El grado de efecto nocivo depende directamente de la acidez y de la cantidad de jugo gástrico aspirado.

Como resultado de una quemadura por ácido, se produce la extravasación de la porción de plasma de la sangre hacia el intersticio pulmonar, así como hacia la cavidad de los alvéolos, lo que lleva a edema pulmonar y al desarrollo del síndrome de dificultad respiratoria aguda.

El aumento del edema de la membrana mucosa de los bronquios y bronquiolos conduce rápidamente a la obstrucción broncopulmonar, que se manifiesta por bronquiolospasmo difuso y llenado excesivo de los alvéolos con líquido.

Los cambios destructivos en los pulmones, manifestados por daño a las capas epiteliales y endoteliales y edema, pueden ocurrir bajo la influencia del jugo gástrico a pH 2.5-5.0, así como cuando la bilis, las enzimas gástricas y otros componentes agresivos ingresan al tracto respiratorio [1 ].

Con la aspiración masiva de contenido gástrico o esofágico, el paciente puede desarrollar rápidamente asfixia, donde el factor mecánico es de suma importancia; al mismo tiempo hay obstrucción de la tráquea, bronquios y bronquiolos.

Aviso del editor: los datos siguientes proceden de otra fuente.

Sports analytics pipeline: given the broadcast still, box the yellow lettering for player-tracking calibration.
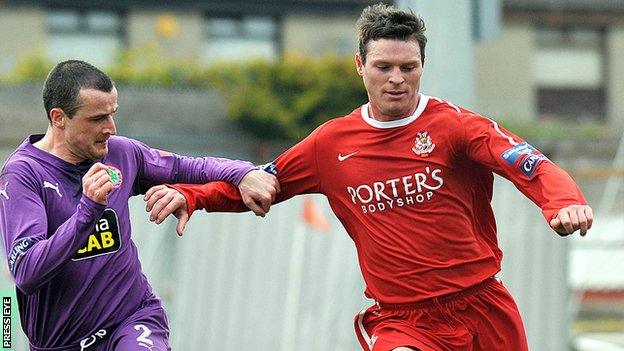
[87,235,102,252]
[100,232,115,249]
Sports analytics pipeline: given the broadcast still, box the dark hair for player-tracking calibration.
[357,3,427,65]
[43,60,113,121]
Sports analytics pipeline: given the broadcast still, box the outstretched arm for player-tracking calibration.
[145,127,322,234]
[144,170,280,236]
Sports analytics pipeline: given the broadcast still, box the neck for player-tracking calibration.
[368,94,420,122]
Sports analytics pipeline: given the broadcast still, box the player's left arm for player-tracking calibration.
[459,113,593,236]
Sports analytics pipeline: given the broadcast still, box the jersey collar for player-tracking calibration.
[361,93,429,129]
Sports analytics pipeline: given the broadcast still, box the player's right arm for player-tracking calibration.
[0,163,112,295]
[145,126,323,228]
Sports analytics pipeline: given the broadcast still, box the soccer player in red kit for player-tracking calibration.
[146,4,593,351]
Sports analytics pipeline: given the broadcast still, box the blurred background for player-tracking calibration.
[0,0,624,351]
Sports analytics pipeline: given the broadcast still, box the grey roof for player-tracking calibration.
[3,0,393,14]
[503,0,624,12]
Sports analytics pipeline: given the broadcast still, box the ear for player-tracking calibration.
[355,52,364,77]
[50,107,68,129]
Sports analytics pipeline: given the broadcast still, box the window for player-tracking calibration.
[204,17,278,61]
[533,27,606,122]
[45,10,123,69]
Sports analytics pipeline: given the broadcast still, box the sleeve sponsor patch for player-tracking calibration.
[8,238,35,274]
[518,155,546,178]
[501,142,537,166]
[72,208,121,261]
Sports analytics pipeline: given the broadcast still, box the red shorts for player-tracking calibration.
[355,277,528,351]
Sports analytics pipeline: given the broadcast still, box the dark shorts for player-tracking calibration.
[355,278,528,351]
[31,295,171,351]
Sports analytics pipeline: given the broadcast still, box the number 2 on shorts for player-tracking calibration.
[134,324,154,350]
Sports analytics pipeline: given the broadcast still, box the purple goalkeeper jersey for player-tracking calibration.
[0,135,253,348]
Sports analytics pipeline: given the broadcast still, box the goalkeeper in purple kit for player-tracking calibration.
[0,60,279,351]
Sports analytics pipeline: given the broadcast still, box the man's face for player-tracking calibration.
[63,87,118,163]
[355,39,423,121]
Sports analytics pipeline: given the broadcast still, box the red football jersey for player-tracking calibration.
[175,95,586,303]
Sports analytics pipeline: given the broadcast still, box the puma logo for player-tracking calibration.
[43,180,63,197]
[0,181,9,200]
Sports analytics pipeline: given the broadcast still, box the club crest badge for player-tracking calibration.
[412,132,435,157]
[108,166,123,189]
[0,177,9,200]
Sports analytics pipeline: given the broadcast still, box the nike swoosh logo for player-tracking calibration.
[338,151,359,162]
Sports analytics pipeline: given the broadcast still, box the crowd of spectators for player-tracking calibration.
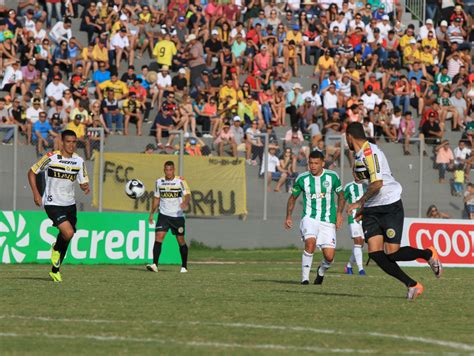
[0,0,474,206]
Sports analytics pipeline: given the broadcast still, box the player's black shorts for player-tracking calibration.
[44,204,77,231]
[155,214,185,236]
[362,200,405,244]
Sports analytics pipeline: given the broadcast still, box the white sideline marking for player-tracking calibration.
[0,333,374,353]
[0,315,474,351]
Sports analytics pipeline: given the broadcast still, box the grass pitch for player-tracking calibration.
[0,249,474,355]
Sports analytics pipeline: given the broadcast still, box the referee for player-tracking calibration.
[146,161,191,273]
[346,122,442,299]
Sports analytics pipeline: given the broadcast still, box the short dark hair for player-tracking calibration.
[61,130,77,141]
[309,150,324,161]
[346,122,367,140]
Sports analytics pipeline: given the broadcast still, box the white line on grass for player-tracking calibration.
[0,315,474,351]
[0,333,375,353]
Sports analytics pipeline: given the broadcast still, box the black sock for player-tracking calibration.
[179,244,188,268]
[153,241,161,266]
[387,246,433,262]
[369,251,416,287]
[51,233,69,273]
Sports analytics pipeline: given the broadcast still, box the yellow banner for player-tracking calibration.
[92,153,247,216]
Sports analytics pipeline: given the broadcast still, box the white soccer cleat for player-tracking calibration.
[146,263,158,272]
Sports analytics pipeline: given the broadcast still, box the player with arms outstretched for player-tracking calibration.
[285,151,344,284]
[146,161,191,273]
[344,170,366,276]
[346,122,442,299]
[28,130,89,282]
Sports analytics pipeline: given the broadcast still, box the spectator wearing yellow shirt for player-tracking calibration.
[153,32,177,67]
[66,114,91,160]
[403,38,420,70]
[219,78,237,102]
[400,24,416,51]
[97,72,128,100]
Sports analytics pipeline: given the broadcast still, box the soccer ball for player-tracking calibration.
[125,179,145,199]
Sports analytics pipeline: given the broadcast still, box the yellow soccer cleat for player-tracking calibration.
[49,271,63,283]
[51,244,61,268]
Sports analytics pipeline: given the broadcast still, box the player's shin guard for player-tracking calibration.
[352,245,364,271]
[318,258,332,276]
[153,241,165,266]
[51,233,69,273]
[301,251,313,281]
[179,244,188,268]
[369,251,416,287]
[387,246,433,261]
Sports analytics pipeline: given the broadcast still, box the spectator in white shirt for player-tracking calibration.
[45,75,69,102]
[361,85,382,110]
[260,145,288,192]
[0,60,25,98]
[49,19,72,45]
[110,26,134,69]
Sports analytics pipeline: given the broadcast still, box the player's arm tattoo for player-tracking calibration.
[286,194,298,217]
[358,180,383,206]
[337,191,346,214]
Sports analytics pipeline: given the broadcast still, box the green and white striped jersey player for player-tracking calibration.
[344,177,367,276]
[285,151,344,284]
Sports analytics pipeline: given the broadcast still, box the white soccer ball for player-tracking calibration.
[125,179,145,199]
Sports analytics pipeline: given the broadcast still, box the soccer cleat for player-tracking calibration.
[428,246,443,278]
[51,243,61,268]
[49,271,63,283]
[146,263,158,272]
[314,266,324,284]
[407,282,425,300]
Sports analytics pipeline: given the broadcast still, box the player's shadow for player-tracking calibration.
[5,277,51,282]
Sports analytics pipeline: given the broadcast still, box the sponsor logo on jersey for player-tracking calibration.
[386,228,397,239]
[0,211,30,263]
[160,191,182,199]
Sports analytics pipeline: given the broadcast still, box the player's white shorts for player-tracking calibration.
[349,223,364,239]
[300,216,336,249]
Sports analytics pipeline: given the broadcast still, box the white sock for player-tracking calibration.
[301,251,313,281]
[318,258,332,276]
[352,245,364,271]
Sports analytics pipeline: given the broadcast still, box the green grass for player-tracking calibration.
[0,248,474,355]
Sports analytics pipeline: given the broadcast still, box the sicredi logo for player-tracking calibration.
[0,211,30,263]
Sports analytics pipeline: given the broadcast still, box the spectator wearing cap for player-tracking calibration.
[32,111,57,156]
[26,98,44,125]
[0,60,26,98]
[49,18,72,45]
[109,26,135,70]
[214,121,237,157]
[45,74,68,101]
[150,65,174,108]
[66,114,91,160]
[153,30,177,68]
[101,88,123,135]
[97,72,129,101]
[313,50,337,84]
[285,83,304,127]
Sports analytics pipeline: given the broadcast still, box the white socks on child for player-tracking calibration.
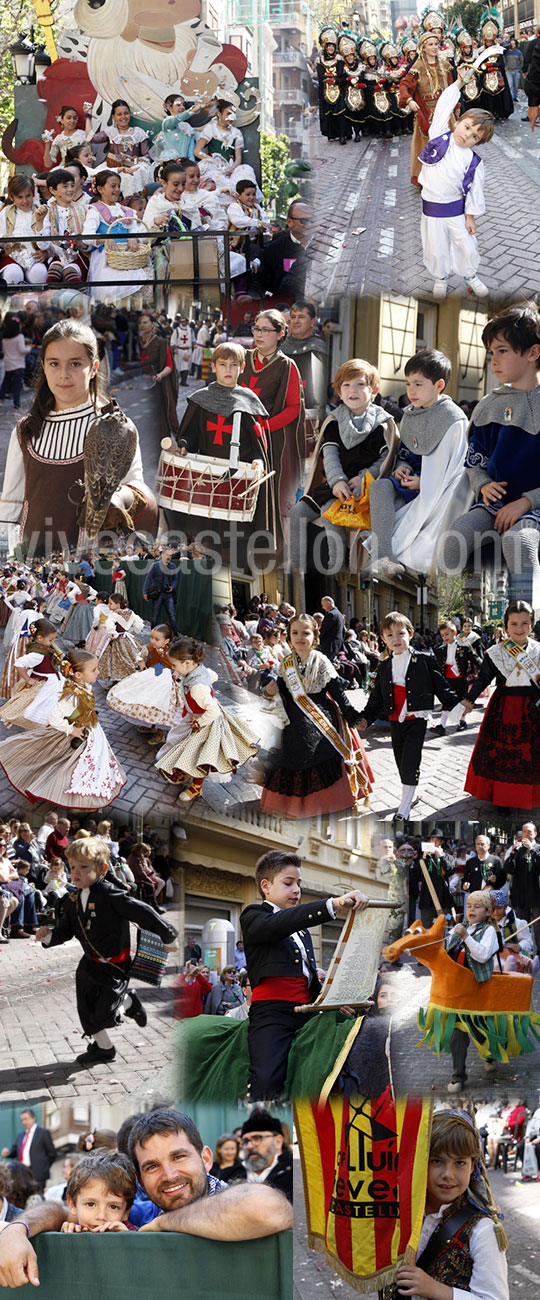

Además de la obstrucción, estas macroestructuras pulmonares están expuestas a ataques químicos, que agravan la gravedad del daño a las estructuras del tejido pulmonar.

Es posible la aspiración del contenido gástrico o la regurgitación del contenido del esófago en violación de la conciencia (narcosis, intoxicación, sedación, coma, posición horizontal del paciente).

En todas las pacientes antes de la cirugía de emergencia, durante el parto, se asume la presencia de contenido en el estómago, cuando su evacuación del estómago al intestino está alterada.

En pacientes con cardioespasmo y cardioestenosis, en los que suele estar indicada la cirugía electiva bajo anestesia, casi siempre hay líquido en el esófago.

La aspiración se ve facilitada por la presión intraabdominal e intragástrica elevada, por ejemplo, con aumento del volumen del abdomen debido a la expansión aguda del estómago, varios tipos de obstrucción intestinal aguda, pancreatitis aguda, peritonitis, etc.

La regurgitación y la aspiración a menudo están predispuestas por la estenosis pilórica descompensada de etiología ulcerosa y cancerosa, así como por la atonía del esfínter cardíaco en pacientes con enfermedad por reflujo gastroesofágico.

Si no se realiza la descompresión oportuna del estómago y el esófago, se produce una aspiración masiva del contenido gástrico durante la anestesia, con mayor frecuencia durante la intubación, que a menudo se acompaña de un paro cardíaco.

Características clínicas y diagnósticas del síndrome de aspiración.

El síndrome de aspiración se caracteriza por insuficiencia respiratoria aguda causada por laringoespasmo o broncoespasmo, una condición asmática.

Estas quejas generalmente ocurren después de la aspiración o después de 1 a 6 horas, con menos frecuencia, 12 horas, y se manifiestan como un aumento de la ansiedad del paciente, disnea espiratoria, taquicardia y cianosis.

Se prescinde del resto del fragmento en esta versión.